Since 2014, SafeTREC has been working on the Tribal Road Safety Data Collection project to improve traffic safety on tribal lands in California. The goal of this project is to improve traffic safety on and near tribal lands in California. 

Project Background

It is vital to improve road safety for California’s tribal populations, as well as for all population groups that travel to California’s Rancherias and reservations or through their lands. Improving the quality and quantity of data collected in regards to the crashes that occur within the boundaries of these lands is a necessary step to achieving this goal.

Funding for traffic safety improvements is increasingly being awarded based on crash data that document the extent of the safety problem. Projects for which data is required now include roadway upgrades, enforcement efforts, and education programs. However, data documenting crashes on tribal lands is lacking and puts tribal communities at a disadvantage in the competition for safety project funding. It is clearly critical, therefore, to obtain crash data (counts and descriptions), including pedestrian and bicyclist crashes, on tribal lands, and it must be as accurate as possible.

Although data is limited, Fatal Accident Reporting System (FARS) and Statewide Integrated Traffic Record System (SWITRS) data suggest that Native Americans are a disproportionately high-risk population for traffic injury.  Roadway design, pedestrian and driver behavior, and environmental factors contribute to crash risk, the data suggest. In addition, factors such as age, speeding, seatbelt use, time of day, location, and alcohol use increase injury risk. The Centers for Disease Control and Prevention (CDC) reported that motor vehicle crashes are the leading cause of injury-related deaths for Native Americans or Alaskan Natives (AI/AN) age 19 and younger, and that among crashes on reservations between 1982 and 2002, an estimated 65 percent were alcohol-related (compared with a 47 percent nationally) [1].

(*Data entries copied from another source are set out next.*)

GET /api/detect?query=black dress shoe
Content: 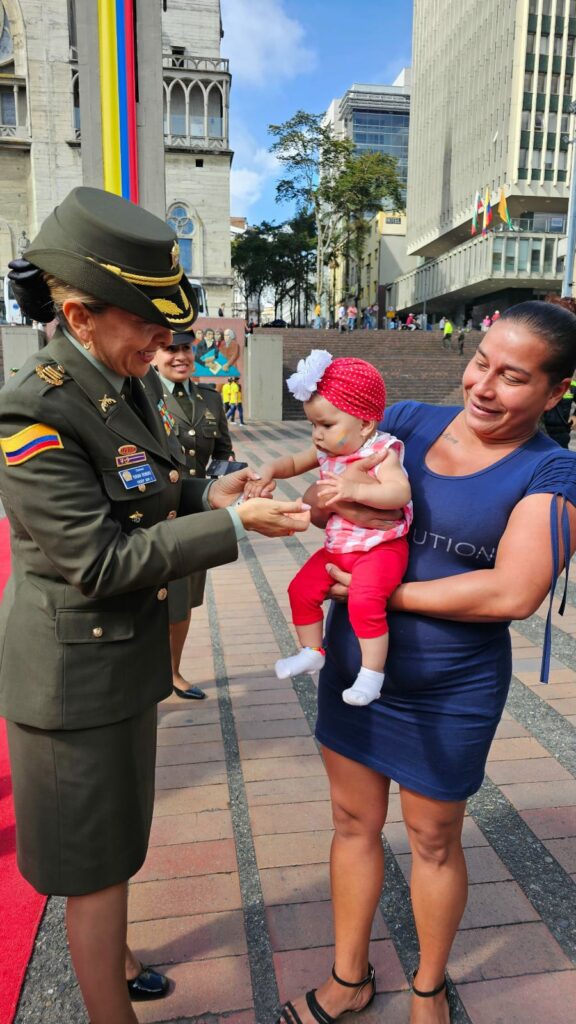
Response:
[126,967,168,1002]
[172,686,206,700]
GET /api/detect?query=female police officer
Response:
[0,188,305,1024]
[155,332,234,700]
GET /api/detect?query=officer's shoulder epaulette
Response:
[5,360,71,394]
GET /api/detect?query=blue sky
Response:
[217,0,412,224]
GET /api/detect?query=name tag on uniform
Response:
[116,452,147,466]
[118,465,156,490]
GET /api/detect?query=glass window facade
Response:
[352,111,410,187]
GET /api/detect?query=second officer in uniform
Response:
[155,333,234,700]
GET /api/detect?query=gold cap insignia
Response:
[98,394,116,413]
[36,362,66,387]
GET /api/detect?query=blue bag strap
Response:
[540,494,570,683]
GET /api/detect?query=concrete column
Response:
[0,324,46,381]
[76,0,166,220]
[242,333,284,423]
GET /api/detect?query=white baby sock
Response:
[342,667,384,708]
[274,647,323,679]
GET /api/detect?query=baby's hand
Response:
[244,466,276,498]
[318,473,356,507]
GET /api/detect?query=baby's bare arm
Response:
[318,451,411,509]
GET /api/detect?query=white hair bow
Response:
[286,348,332,401]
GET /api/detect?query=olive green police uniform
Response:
[0,188,238,895]
[153,372,234,623]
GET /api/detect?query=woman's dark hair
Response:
[500,301,576,384]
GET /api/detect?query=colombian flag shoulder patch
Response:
[0,423,64,466]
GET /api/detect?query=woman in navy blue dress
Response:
[280,302,576,1024]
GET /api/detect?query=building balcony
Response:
[392,229,564,311]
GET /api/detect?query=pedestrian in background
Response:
[227,377,244,427]
[442,316,454,351]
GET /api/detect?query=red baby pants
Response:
[288,537,408,640]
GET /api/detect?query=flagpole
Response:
[562,101,576,299]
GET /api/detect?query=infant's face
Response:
[304,394,374,455]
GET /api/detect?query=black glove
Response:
[8,259,56,324]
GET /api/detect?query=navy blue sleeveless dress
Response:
[316,401,576,801]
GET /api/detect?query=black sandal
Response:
[412,969,450,1001]
[276,964,376,1024]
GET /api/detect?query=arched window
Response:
[189,85,204,138]
[168,203,196,276]
[208,85,222,138]
[0,0,14,67]
[170,82,187,136]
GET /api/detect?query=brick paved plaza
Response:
[12,423,576,1024]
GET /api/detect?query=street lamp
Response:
[562,100,576,299]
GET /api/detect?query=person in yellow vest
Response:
[442,316,454,349]
[227,377,244,427]
[221,377,233,416]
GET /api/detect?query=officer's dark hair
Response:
[43,273,109,323]
[500,301,576,384]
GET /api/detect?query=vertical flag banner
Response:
[498,188,513,231]
[482,187,492,237]
[98,0,138,203]
[470,190,482,234]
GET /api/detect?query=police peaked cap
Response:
[25,186,198,332]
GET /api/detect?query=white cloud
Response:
[230,122,280,219]
[221,0,317,87]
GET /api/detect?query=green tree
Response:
[333,151,404,299]
[269,111,404,311]
[232,221,274,319]
[269,111,352,302]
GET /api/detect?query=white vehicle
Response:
[4,274,25,324]
[188,278,209,316]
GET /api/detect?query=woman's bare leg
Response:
[278,748,389,1024]
[66,883,137,1024]
[401,788,467,1024]
[170,611,192,690]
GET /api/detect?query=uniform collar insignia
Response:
[36,362,66,387]
[98,394,116,413]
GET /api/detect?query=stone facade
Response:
[0,0,233,313]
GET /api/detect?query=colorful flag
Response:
[482,186,492,237]
[470,191,482,234]
[498,188,513,231]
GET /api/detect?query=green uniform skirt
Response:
[168,571,206,626]
[6,705,157,896]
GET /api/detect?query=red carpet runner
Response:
[0,519,46,1024]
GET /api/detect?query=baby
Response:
[246,349,412,706]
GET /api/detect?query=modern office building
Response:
[325,68,416,311]
[0,0,233,312]
[387,0,576,318]
[326,68,410,193]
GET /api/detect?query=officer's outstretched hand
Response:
[236,498,310,537]
[208,469,276,509]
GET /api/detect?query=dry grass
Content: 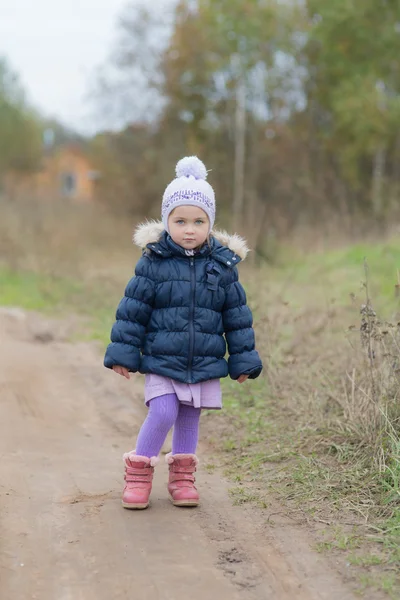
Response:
[0,197,135,278]
[0,201,400,597]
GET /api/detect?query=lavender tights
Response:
[136,394,201,458]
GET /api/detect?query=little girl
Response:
[104,156,262,509]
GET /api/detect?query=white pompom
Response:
[176,156,207,180]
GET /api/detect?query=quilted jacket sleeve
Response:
[104,255,155,372]
[222,268,262,379]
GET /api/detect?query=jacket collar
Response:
[133,221,249,267]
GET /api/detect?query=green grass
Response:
[0,241,400,598]
[0,268,118,345]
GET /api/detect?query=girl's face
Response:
[168,206,210,250]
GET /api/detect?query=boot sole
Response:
[122,502,150,510]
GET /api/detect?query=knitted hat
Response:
[161,156,215,231]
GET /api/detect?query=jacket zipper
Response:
[188,258,196,383]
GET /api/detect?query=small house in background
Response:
[4,142,99,202]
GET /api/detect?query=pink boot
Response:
[122,450,158,509]
[165,454,199,506]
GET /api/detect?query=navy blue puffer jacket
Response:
[104,223,262,383]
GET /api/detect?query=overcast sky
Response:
[0,0,130,131]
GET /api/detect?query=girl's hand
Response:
[113,365,131,379]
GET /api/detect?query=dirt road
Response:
[0,310,353,600]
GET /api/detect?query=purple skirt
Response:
[144,374,222,410]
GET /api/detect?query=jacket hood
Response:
[133,221,250,260]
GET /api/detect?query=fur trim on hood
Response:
[133,221,250,260]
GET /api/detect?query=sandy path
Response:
[0,311,353,600]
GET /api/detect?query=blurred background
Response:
[0,0,400,580]
[0,0,400,258]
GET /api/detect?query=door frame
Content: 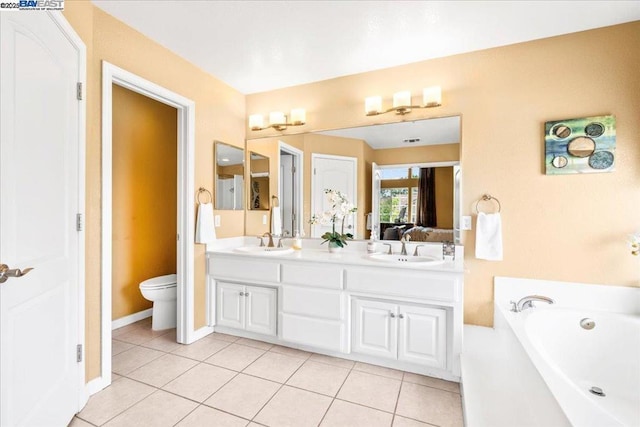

However, there is a universal acknowledgment that crashes occurring on and near tribal areas are underreported. California Highway Patrol (CHP) responds to a minimal number of tribal crashes, therefore an unknown number of crashes are not being reported at all. Of those to which CHP does respond, crashes reported to SWITRS are limited to those that occur on state highways that traverse tribal lands and those in which a crime occurs (e.g., DUI). Individual tribal areas differ in how crashes are investigated and reported. Approximately one-third of the 110 federally-recognized tribes in California have some type of enforcement department. To date, we have conducted in-depth interviews with 19 of these tribes. Of these 19 tribes, 15 collect crash data on tribal roads. However, none of these 15 tribes submit data to SWITRS. During the 2017-18 fiscal year, we gathered information for the remaining tribes that have enforcement departments to determine whether they collect crash data and whether any of these data are submitted to SWITRS.